There are seven scores that define characters' abilities known as S.P.E.C.I.A.L., which is an acronym for Strength, Perception, Endurance, Charisma, Intelligence, Agility, and Luck. In addition to S.P.E.C.I.A.L. abilities, players will be able to dump a pool of points into 13 skills such as Lockpicking, Science, Speech, Medicine, Sneak, Energy Weapons, etc. upon leveling. Also, almost innumerable Perks are made available along the way, which give bonuses to all aspects of combat and non-combat interactions. This character building mechanic is very versatile and satisfying. Unfortunately, the slow-paced power progression means you'll be playing with a very weak character until you've spent a significant amount of time in the world (more than five hours).
Graciously, the Capital Wasteland is an intriguing place full of adventure for even low-level characters. Players will spend hours upon hours clearing out nearby "dungeons," filling up their inventories with worthless junk (which is actually not so worthless anymore), and acquiring the skill and knowledge to progress to the more dangerous and challenging areas closer to downtown D.C. Eventually, players will even uncover an interesting plot full of competing factions trying to shape the amorphous world into their vision.
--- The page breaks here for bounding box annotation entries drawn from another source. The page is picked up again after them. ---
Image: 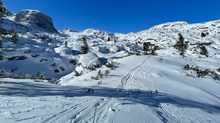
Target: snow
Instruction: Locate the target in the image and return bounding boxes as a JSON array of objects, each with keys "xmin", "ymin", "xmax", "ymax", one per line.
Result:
[{"xmin": 0, "ymin": 5, "xmax": 220, "ymax": 123}]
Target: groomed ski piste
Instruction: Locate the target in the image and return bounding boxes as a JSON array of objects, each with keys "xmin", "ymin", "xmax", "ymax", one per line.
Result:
[{"xmin": 0, "ymin": 3, "xmax": 220, "ymax": 123}]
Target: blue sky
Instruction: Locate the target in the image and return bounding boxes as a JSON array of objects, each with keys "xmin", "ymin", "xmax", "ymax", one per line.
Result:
[{"xmin": 4, "ymin": 0, "xmax": 220, "ymax": 33}]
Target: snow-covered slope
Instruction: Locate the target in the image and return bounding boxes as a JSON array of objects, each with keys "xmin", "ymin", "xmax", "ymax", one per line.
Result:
[{"xmin": 0, "ymin": 3, "xmax": 220, "ymax": 123}]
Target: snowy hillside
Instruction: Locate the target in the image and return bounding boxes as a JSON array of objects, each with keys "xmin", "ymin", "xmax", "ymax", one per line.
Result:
[{"xmin": 0, "ymin": 2, "xmax": 220, "ymax": 123}]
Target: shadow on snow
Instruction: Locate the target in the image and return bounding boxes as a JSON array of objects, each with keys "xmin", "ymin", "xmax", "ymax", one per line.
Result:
[{"xmin": 0, "ymin": 82, "xmax": 220, "ymax": 113}]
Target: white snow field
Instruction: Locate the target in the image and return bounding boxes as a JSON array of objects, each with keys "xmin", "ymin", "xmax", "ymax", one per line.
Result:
[
  {"xmin": 0, "ymin": 56, "xmax": 220, "ymax": 123},
  {"xmin": 0, "ymin": 3, "xmax": 220, "ymax": 123}
]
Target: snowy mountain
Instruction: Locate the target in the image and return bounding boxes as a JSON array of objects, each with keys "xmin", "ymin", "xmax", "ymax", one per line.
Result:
[{"xmin": 0, "ymin": 5, "xmax": 220, "ymax": 123}]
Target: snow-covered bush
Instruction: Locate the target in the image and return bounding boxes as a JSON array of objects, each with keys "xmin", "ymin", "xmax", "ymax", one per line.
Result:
[
  {"xmin": 32, "ymin": 72, "xmax": 46, "ymax": 80},
  {"xmin": 105, "ymin": 61, "xmax": 119, "ymax": 70},
  {"xmin": 78, "ymin": 52, "xmax": 101, "ymax": 70},
  {"xmin": 200, "ymin": 46, "xmax": 208, "ymax": 57},
  {"xmin": 81, "ymin": 37, "xmax": 89, "ymax": 54},
  {"xmin": 12, "ymin": 32, "xmax": 19, "ymax": 44}
]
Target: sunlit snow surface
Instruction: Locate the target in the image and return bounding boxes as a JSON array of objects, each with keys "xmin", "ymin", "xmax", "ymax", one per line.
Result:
[{"xmin": 0, "ymin": 13, "xmax": 220, "ymax": 123}]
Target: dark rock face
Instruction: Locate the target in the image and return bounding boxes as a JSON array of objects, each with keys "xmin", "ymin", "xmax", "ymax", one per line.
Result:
[{"xmin": 15, "ymin": 10, "xmax": 58, "ymax": 32}]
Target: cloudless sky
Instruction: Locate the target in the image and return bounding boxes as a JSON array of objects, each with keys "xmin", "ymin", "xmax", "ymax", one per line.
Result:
[{"xmin": 4, "ymin": 0, "xmax": 220, "ymax": 33}]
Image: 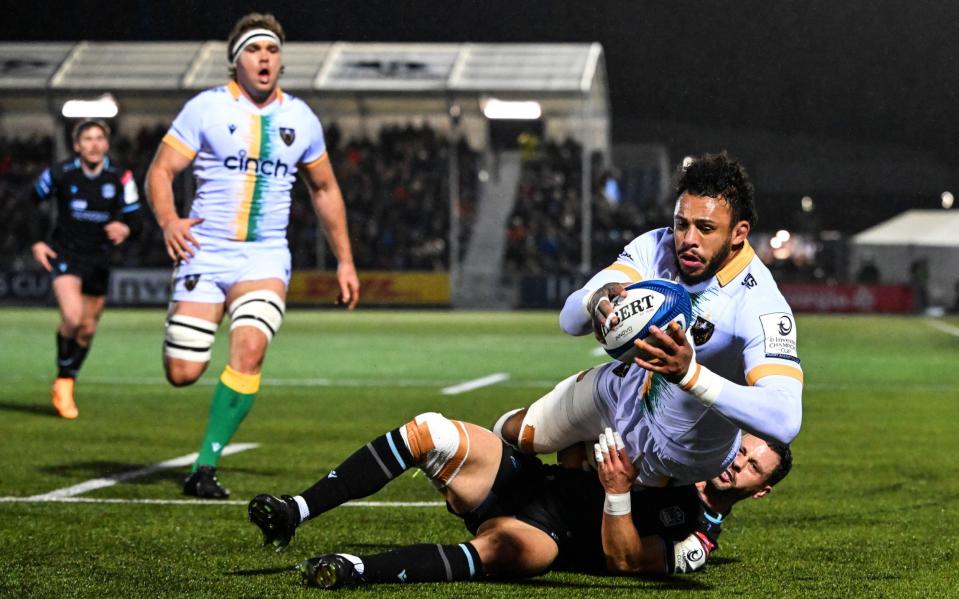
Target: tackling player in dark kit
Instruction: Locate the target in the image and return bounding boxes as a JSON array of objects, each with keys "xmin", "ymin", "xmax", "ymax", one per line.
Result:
[
  {"xmin": 30, "ymin": 119, "xmax": 142, "ymax": 418},
  {"xmin": 249, "ymin": 413, "xmax": 792, "ymax": 588}
]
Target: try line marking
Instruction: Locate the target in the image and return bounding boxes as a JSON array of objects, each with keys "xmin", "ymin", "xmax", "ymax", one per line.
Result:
[
  {"xmin": 26, "ymin": 443, "xmax": 260, "ymax": 501},
  {"xmin": 440, "ymin": 372, "xmax": 509, "ymax": 395},
  {"xmin": 0, "ymin": 495, "xmax": 446, "ymax": 508},
  {"xmin": 926, "ymin": 320, "xmax": 959, "ymax": 337}
]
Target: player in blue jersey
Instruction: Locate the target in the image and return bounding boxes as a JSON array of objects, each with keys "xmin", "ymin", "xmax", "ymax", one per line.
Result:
[
  {"xmin": 147, "ymin": 13, "xmax": 360, "ymax": 499},
  {"xmin": 494, "ymin": 154, "xmax": 803, "ymax": 487},
  {"xmin": 249, "ymin": 413, "xmax": 792, "ymax": 588},
  {"xmin": 29, "ymin": 120, "xmax": 142, "ymax": 419}
]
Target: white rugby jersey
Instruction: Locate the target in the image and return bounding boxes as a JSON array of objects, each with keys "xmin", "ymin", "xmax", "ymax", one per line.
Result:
[
  {"xmin": 163, "ymin": 81, "xmax": 327, "ymax": 241},
  {"xmin": 563, "ymin": 228, "xmax": 803, "ymax": 474}
]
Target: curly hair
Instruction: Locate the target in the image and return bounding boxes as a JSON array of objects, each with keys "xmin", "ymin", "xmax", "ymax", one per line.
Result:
[
  {"xmin": 70, "ymin": 119, "xmax": 110, "ymax": 143},
  {"xmin": 676, "ymin": 150, "xmax": 759, "ymax": 227},
  {"xmin": 226, "ymin": 12, "xmax": 286, "ymax": 79}
]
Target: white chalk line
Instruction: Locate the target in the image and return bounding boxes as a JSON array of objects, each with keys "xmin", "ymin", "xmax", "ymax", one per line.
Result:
[
  {"xmin": 0, "ymin": 495, "xmax": 446, "ymax": 508},
  {"xmin": 926, "ymin": 320, "xmax": 959, "ymax": 337},
  {"xmin": 4, "ymin": 373, "xmax": 562, "ymax": 390},
  {"xmin": 24, "ymin": 443, "xmax": 260, "ymax": 502},
  {"xmin": 4, "ymin": 372, "xmax": 956, "ymax": 394},
  {"xmin": 440, "ymin": 372, "xmax": 509, "ymax": 395}
]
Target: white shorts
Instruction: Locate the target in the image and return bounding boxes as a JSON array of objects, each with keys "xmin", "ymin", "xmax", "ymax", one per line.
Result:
[
  {"xmin": 173, "ymin": 237, "xmax": 290, "ymax": 304},
  {"xmin": 518, "ymin": 368, "xmax": 700, "ymax": 487}
]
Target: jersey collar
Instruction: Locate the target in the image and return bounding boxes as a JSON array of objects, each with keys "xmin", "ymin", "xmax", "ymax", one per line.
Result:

By far, the most intriguing aspect of the game is the ability to make your own way in this dangerous world. There is no wrong way to play Fallout 3, and, as a result, players are afforded near limitless options when customizing their character, interacting with people, and completing missions. That means players could conceivably play the game multiple times, utilizing different skills (such as hacking computers as opposed to brute force), befriending or alienating different people, or becoming aligned with varying factions found throughout the game. In fact, there's virtually no such thing as 100% completion in Fallout 3; trying to do so in just one playthrough is impossible due to the sheer amount of content.
Moreover, the developers did a great job of fully realizing the scope and feel of the world and getting players to respond to their environment. Characters never truly feel healthy (radiation and Chems addiction will constantly plague you), there's never anything good to eat, weapons are always half-broken, jerry-rigged pieces of garbage, and no one you talk to seems to be quite with it.